Before his death, C.G. made various statements to the public school employees, to the police officer during the welfare check, and to the caseworker. The questioning of C.G., however, was for the purpose of determining his health and welfare, and his statements related to his then existing physical condition, which fell within a hearsay exception and were admissible. Additionally, some of C.G.’s statements to the caseworker were for a non-hearsay purpose of showing that C.G. had been coached to change his story.

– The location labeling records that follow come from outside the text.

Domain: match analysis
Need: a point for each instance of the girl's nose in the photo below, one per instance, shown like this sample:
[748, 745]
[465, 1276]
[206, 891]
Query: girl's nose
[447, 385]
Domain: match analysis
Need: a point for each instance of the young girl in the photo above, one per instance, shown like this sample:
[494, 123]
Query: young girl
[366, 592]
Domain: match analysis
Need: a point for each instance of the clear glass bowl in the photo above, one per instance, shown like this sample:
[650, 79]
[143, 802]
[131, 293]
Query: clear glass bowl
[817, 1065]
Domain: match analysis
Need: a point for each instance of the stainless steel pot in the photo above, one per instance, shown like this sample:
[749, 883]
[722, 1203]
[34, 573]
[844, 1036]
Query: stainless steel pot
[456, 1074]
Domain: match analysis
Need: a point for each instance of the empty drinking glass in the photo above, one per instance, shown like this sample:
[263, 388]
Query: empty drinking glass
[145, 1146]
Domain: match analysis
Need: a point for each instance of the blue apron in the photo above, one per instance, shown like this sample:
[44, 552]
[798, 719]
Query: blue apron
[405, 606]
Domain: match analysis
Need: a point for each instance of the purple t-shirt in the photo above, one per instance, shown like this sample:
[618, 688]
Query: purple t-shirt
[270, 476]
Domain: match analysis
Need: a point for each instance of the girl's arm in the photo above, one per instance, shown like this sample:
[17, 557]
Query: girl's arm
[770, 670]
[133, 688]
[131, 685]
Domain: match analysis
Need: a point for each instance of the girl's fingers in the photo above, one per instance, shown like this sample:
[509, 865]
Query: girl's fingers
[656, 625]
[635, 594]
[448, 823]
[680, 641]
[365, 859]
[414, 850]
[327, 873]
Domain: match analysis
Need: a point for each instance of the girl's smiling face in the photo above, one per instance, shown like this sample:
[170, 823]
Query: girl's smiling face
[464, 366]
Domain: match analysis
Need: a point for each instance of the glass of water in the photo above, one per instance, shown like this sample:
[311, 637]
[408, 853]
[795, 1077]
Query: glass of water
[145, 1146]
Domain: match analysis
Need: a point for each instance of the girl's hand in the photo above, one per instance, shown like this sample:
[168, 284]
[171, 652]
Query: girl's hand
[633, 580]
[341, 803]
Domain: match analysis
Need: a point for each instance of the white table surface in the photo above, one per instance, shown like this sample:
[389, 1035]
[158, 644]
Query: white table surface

Defendant’s rights were not violated in admitting the statements that D.P. made to a mental health therapist during therapy sessions after C.G.’s death. D.P. testified via CCTV and defense counsel had the opportunity to cross-examine him on any statements he had made to the therapist.

Any statements erroneously admitted were harmless beyond a reasonable doubt. There was no reasonable possibility that the admission of these statements affected the guilty verdict because the other properly admissible evidence was overwhelming that defendant knowingly starved C.G. to death in the closet.

Defendant also contended that the trial court erred in denying his Batson challenge to the prosecutor’s allegedly discriminatory use of peremptory challenges [Batson v. Kentucky, 476 U.S. 79, 89 (1986)]. Although defendant made out a prima facie case because no African American jurors remained on the panel after the prosecutor used his peremptory challenges to dismiss them, the prosecution provided permissible race-neutral explanations for his challenges, and defendant was given an opportunity to reply. Therefore, the trial court did not abuse its discretion in denying defendant’s Batson challenge.

Defendant further argued that the trial court erred in imposing consecutive sentences for first-degree murder and child abuse resulting in death. Because the evidence presented at trial supports no reasonable inference other than that defendant’s convictions of first-degree murder and of child abuse resulting in death were based on identical evidence, the trial court erred in imposing consecutive sentences for these convictions. Hence, the sentences were reversed in part and the case was remanded to correct the mittimus to reflect concurrent sentences on defendant’s convictions of first-degree murder and of child abuse resulting in death.

Summary and full case available here.

Tenth Circuit: Insurance Company Had No Contractual Relationship with Foster Child

The Tenth Circuit issued it’s opinion in Colony Insurance Company v. Burke on October 17, 2012.

In January 2002, the Oklahoma Department of Human Services (DHS) placed six-month-old Aurora and four-year-old Cassandra in the foster care of Deanza Jones. Less than one month later, Aurora was found dead due to an untreated respiratory illness. Aurora’s estate brought a state-court wrongful death action against Jones, DHS and two DHS employees.

Oklahoma purchases liability insurance for foster parents. Two companies provided insurance: United and Colony. Before trial, Colony and United made offers of settlement, culminating in a combined offer of $300,000. No settlement was reached, and the case proceeded to trial, which resulted in a total judgment for the estate and against Jones of over $24 million. Jones appealed.

On appeal, the court addressed: 1) whether a foster child in Oklahoma has a “contractual or statutory” relationship with the insurance company that provides foster care liability insurance to a foster child’s foster parent, such that the insurer owes the foster child either a contractual obligation or an implied duty of good faith and fair dealing; 2) whether a judgment creditor may garnish a judgment debtor’s insurance policy in excess of the insurer’s actual liability to the judgment debtor; and 3) whether a Defendant’s status as intervenor in a co-Defendant’s cross-claim against a plaintiff is relevant to mattered adjudicated solely between defendant and plaintiff.

The Tenth Circuit held that the answer to all three questions was no. Accordingly, the Court AFFIRMED the judgment of the district court.